Singaporeans are familar with S-Reits, especially since S-Reits has been a good asset class to own in last decade till 2022.
However, in the current high interest rate environment, S-Reits share price have been falling recently. Similarly, HK developers share price also have been falling.
Currently, some HK developers may be offerring higher yield with lower leverage, compared to S-Reits.
Let's compare with same examples.
NikkoAM-StraitsTrading Asia ex Japan Reit ETF (CFA.SI)
Current share price: 0.745
Dividend Yield: 6.3%
HongKong Land (H78.SI)
Current share price: USD$2.90
Dividend: USD$0.22
Gearing ratio (from its FY2023 slides): 17%
Hang Lung Properties (101.HK)
Current share price: HKD$8.17
Dividend: HKD$0.78
Dividend Yield: 9.5%
Gearing ratio (from its FY2023 slides): 31.9%
Note: I have shares in Hongkong Land and Hang Lung Properties.

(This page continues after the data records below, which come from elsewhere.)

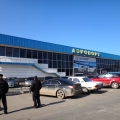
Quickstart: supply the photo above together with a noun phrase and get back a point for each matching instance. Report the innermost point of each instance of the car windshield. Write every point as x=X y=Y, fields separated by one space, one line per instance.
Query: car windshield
x=67 y=81
x=86 y=79
x=116 y=74
x=9 y=79
x=30 y=79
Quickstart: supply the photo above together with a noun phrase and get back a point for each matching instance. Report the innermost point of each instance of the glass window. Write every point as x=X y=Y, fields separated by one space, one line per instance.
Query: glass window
x=46 y=82
x=63 y=57
x=86 y=79
x=55 y=82
x=70 y=57
x=71 y=65
x=101 y=76
x=9 y=51
x=63 y=64
x=59 y=56
x=40 y=55
x=34 y=54
x=29 y=54
x=67 y=64
x=40 y=61
x=59 y=64
x=54 y=56
x=23 y=53
x=50 y=56
x=70 y=79
x=45 y=61
x=76 y=80
x=59 y=70
x=71 y=72
x=15 y=52
x=45 y=55
x=67 y=72
x=67 y=57
x=108 y=75
x=2 y=51
x=50 y=64
x=54 y=64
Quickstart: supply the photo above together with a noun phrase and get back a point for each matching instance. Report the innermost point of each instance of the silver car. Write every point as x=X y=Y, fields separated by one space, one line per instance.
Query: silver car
x=29 y=81
x=60 y=88
x=12 y=81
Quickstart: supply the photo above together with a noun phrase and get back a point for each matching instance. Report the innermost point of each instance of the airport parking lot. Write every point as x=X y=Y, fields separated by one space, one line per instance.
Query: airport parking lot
x=101 y=105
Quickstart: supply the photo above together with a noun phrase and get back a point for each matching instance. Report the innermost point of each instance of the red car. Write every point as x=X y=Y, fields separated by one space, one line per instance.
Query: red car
x=110 y=79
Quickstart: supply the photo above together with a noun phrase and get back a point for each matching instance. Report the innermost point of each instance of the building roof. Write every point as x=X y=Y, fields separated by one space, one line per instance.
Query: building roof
x=39 y=45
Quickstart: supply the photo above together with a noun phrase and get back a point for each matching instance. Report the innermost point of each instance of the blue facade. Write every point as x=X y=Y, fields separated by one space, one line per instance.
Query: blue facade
x=39 y=45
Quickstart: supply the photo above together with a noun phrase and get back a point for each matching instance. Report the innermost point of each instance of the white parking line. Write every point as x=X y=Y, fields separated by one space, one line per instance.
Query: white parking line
x=106 y=111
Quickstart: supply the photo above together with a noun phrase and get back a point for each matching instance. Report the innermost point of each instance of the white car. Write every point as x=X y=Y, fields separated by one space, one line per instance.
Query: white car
x=81 y=69
x=87 y=84
x=91 y=69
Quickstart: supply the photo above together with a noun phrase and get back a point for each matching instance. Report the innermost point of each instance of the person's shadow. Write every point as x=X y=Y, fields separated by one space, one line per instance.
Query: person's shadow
x=31 y=107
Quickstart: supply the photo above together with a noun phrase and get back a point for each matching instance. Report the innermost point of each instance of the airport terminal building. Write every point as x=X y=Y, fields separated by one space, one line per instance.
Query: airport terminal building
x=22 y=58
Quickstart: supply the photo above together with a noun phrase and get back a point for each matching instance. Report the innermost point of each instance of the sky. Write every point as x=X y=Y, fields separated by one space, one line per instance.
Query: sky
x=86 y=24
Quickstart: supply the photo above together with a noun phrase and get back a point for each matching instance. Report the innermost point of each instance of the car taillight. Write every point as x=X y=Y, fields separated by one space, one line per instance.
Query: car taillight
x=72 y=86
x=96 y=86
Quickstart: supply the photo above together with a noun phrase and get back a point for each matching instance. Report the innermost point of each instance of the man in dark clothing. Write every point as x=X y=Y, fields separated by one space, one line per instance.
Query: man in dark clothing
x=35 y=88
x=3 y=90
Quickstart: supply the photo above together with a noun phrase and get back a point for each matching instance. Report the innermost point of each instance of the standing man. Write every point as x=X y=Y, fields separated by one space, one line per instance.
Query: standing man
x=3 y=90
x=35 y=88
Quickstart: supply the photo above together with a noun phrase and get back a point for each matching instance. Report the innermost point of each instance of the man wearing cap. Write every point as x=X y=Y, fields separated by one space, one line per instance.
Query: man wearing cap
x=3 y=90
x=35 y=87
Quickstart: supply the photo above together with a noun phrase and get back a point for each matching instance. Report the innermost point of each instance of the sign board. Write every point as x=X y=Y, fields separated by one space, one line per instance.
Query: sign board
x=84 y=65
x=0 y=69
x=85 y=52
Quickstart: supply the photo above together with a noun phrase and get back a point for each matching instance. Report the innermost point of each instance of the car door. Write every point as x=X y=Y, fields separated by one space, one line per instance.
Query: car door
x=100 y=78
x=76 y=80
x=16 y=82
x=107 y=79
x=53 y=87
x=44 y=89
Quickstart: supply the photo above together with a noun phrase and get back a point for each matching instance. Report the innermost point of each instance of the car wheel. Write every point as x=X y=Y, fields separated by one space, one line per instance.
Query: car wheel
x=115 y=85
x=60 y=94
x=85 y=90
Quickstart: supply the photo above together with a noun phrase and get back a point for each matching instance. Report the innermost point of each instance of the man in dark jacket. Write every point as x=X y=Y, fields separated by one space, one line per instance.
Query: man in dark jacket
x=35 y=88
x=3 y=90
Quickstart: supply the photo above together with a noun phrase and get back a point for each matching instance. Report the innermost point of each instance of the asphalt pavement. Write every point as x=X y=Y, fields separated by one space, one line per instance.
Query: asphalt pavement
x=102 y=105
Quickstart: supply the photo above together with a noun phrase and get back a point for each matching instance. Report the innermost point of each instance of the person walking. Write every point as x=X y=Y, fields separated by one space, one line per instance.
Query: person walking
x=3 y=90
x=35 y=88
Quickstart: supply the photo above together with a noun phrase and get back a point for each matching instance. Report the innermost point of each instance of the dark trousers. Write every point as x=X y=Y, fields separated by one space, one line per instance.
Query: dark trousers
x=36 y=100
x=4 y=102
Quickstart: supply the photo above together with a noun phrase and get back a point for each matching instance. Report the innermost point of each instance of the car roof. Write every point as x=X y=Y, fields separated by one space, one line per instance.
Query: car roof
x=113 y=72
x=78 y=77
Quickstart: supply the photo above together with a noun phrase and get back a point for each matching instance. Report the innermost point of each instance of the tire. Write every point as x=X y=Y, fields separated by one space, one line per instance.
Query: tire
x=92 y=91
x=60 y=94
x=85 y=90
x=115 y=85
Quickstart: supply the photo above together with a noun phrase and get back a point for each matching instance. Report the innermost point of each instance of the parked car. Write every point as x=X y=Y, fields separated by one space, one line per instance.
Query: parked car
x=60 y=87
x=91 y=69
x=109 y=79
x=87 y=84
x=28 y=81
x=12 y=81
x=82 y=68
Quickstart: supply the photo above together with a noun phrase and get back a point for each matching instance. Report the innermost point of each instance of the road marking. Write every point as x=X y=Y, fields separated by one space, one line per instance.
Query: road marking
x=104 y=110
x=101 y=110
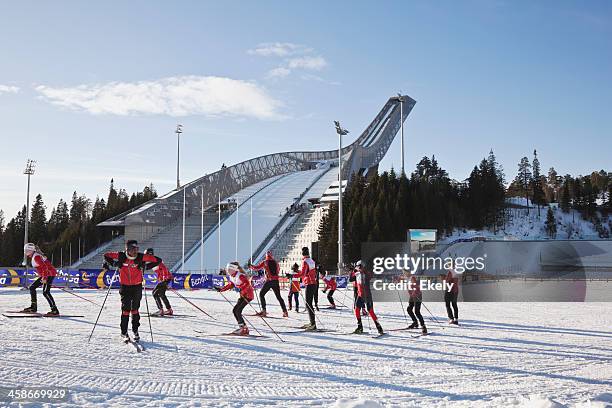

Both Hongkong Land and Hang Lung Properties are developing new malls/offices/hotels in China; they will be progressively completed between 2024 - 2030. So, their recurrent rental income could rise in coming years.
Thus, compared to S-Reits, it could be more worthwhile to hold HK developers with higher yield and lower leverage.